Here's an interesting point — Musk just announced that X will launch X Money as early as April. The payment feature will include transfers between users, the ability to hold funds in an account, a debit card, and cashback through a partnership with Visa. The platform has obtained licenses in more than 40 U.S. states, so this is a serious move.



Of course, immediately Dogecoin surged on the wave of speculation about cryptocurrency integration. But here’s the catch — Musk didn’t say anything about crypto. X Money is a regular fiat product, more similar to Venmo with social features than a crypto wallet. Yes, Musk previously called DOGE his favorite cryptocurrency, and Tesla even accepted DOGE in 2022, but that has nothing to do with the new payment service. Currently, DOGE is trading at around $0.09, down 0.12% in the last 24 hours, so the initial spike quickly faded.

But there’s something more interesting in this announcement. X Money offers 6% annual interest on account balances. That’s higher than almost all savings accounts in the U.S. and comparable to money market fund yields. The question is, where does this rate come from — does the company subsidize it, is it generated through deposit lending, or supported by another mechanism? This significantly affects how regulators perceive the product.

The timing is interesting — all of this coincides with Congress’s fight to pass the CLARITY Act, which is supposed to establish rules for stablecoin products and yield offerings. The Senate Banking Committee plans to review it in mid-to-late March. The main political question: should non-bank platforms offer consumers returns comparable to bank deposits?

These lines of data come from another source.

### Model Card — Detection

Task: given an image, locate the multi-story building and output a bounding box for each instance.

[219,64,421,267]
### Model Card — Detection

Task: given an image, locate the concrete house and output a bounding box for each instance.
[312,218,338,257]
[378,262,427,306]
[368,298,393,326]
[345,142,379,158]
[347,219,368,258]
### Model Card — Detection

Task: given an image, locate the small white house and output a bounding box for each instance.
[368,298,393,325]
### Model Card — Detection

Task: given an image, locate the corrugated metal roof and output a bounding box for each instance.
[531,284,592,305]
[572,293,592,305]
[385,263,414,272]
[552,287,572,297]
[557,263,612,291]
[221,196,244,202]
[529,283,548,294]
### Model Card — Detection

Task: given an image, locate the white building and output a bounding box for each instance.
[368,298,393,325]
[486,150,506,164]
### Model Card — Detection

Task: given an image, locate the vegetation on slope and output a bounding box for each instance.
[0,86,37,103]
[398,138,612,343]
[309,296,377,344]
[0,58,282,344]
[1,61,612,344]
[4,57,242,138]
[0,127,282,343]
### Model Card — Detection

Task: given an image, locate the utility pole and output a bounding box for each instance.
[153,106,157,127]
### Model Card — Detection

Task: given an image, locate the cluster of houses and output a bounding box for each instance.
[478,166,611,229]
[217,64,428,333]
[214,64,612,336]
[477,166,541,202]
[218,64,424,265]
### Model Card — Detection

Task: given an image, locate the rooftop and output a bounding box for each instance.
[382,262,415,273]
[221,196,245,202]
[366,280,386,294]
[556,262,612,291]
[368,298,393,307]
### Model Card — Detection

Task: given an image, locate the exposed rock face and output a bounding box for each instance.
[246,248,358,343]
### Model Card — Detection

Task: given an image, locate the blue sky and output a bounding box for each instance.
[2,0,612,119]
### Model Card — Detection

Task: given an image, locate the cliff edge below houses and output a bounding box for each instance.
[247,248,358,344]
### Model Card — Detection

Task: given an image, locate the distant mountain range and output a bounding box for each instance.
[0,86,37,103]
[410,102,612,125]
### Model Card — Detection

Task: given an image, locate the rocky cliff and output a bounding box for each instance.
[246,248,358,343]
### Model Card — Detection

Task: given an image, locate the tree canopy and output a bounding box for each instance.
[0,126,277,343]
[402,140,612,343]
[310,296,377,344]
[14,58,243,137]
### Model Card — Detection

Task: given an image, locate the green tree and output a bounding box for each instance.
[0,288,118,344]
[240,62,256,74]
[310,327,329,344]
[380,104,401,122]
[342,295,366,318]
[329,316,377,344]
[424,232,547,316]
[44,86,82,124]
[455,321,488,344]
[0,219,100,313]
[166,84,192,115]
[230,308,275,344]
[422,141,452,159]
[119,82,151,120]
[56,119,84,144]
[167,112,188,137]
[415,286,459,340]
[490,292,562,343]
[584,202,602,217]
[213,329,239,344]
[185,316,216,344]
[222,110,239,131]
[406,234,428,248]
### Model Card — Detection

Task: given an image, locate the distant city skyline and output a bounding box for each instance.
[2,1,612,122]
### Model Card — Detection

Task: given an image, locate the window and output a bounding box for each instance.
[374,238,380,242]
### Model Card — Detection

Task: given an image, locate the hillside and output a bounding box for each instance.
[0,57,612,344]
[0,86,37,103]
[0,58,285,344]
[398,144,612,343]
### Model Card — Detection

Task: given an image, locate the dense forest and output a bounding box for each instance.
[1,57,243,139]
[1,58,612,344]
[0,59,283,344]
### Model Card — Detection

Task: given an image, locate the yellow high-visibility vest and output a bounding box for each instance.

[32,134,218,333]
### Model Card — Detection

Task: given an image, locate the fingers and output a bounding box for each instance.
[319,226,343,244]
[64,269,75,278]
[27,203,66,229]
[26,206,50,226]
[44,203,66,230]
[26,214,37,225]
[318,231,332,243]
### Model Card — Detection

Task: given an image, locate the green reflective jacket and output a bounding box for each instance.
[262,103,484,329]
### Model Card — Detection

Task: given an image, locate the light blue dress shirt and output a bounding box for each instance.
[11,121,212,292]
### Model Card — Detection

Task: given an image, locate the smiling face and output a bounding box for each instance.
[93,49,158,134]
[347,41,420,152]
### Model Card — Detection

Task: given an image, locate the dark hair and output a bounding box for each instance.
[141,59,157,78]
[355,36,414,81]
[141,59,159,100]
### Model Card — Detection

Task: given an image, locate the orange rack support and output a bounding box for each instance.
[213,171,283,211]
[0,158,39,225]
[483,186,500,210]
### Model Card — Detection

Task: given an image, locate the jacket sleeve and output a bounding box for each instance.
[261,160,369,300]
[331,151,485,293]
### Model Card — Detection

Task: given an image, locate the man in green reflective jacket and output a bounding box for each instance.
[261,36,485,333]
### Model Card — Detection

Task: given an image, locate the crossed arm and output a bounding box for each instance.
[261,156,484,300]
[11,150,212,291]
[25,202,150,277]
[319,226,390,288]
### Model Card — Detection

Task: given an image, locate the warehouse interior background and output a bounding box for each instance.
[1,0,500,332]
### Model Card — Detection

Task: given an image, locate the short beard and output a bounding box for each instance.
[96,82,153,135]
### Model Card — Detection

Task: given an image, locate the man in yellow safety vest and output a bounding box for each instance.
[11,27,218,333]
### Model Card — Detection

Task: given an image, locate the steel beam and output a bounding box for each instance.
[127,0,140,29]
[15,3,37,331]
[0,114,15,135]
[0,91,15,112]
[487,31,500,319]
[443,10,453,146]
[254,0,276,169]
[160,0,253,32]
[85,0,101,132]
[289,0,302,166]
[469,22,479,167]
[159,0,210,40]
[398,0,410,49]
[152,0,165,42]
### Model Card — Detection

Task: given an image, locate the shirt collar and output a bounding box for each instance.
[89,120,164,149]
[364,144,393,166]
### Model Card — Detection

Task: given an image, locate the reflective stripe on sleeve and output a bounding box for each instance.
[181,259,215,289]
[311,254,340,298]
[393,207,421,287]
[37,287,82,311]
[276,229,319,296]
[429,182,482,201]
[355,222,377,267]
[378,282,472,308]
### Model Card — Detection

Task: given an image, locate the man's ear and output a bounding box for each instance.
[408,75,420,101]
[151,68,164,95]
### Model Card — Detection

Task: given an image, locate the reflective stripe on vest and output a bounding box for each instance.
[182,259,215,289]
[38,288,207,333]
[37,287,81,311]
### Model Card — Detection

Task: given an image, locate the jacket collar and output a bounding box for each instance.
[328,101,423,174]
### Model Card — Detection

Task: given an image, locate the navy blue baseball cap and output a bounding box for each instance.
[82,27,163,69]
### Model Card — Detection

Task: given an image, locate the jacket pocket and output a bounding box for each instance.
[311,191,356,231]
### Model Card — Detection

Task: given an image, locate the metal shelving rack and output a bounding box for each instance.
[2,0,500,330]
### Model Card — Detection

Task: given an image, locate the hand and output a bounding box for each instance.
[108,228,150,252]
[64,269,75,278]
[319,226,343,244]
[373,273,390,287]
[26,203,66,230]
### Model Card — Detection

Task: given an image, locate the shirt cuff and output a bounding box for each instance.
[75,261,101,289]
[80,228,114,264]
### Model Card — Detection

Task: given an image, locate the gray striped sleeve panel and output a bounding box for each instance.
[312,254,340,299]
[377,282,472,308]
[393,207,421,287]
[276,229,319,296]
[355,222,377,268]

X Money isn’t a stablecoin product, but it targets the same consumer demand — people are looking for higher yields than their banks offer. If Musk launches this at a 6% annual rate before the CLARITY law is passed, it will make for an amusing comparison: a fintech product with fiat money that can offer yields from which crypto products are gradually being exempted by legislation. Regulators will definitely pay attention to this.